Waveband switching (WBS) has attracted attention from the optical networking industry for its practical importance in reducing port count, the associated control complexity, and cost of optical cross-connects (OXCs). However, WBS-related problems of theoretical interest have not been addressed thoroughly by the research community and many issues are still wide open. In particular, WBS is different from wavelength routing and, thus, techniques developed for wavelength-routed networks (including for example, those for traffic grooming) cannot be directly applied to effectively address WBS-related problems. In this paper, we first develop an integer linear programming (ILP) model, which for a given set of lightpath requests, determines the routes and assigns wavelengths to the lightpaths so as to minimize the number of ports needed.

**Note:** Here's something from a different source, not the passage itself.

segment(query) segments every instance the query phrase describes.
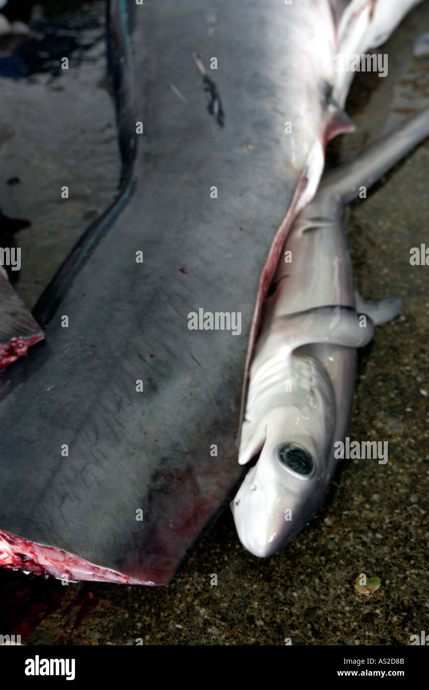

Since the optimal WBS problem of minimizing the port count in WBS networks contains an instance of routing and wavelength assignment (RWA), which is NP-complete, we adopt a powerful waveband assignment strategy and develop an efficient heuristic algorithm called balanced path routing with heavy-traffic first waveband assignment (BPHT). Both the ILP and the heuristic algorithm can handle the case with multiple fibers per link. We conduct a comprehensive evaluation of the benefits of WBS through detailed analysis and simulations. For small networks, our results indicate that the performance of the BPHT heuristic is close to that achievable by using the ILP model and, hence verifying its near-optimality. We show that for larger networks, BPHT can perform better than its variation called balanced traffic routing with maximum-hop first waveband assignment and much better than another heuristic based on optimal (but waveband oblivious) RWA that minimizes wavelength resources. We also show that WBS using BPHT is even more beneficial in multifiber networks than in single-fiber networks in terms of reducing the port count. Our analytical and simulation results provide valuable insights into the effect of wavelength band granularity, as well as the tradeoffs between the wavelength-hop and the port count required in WBS networks.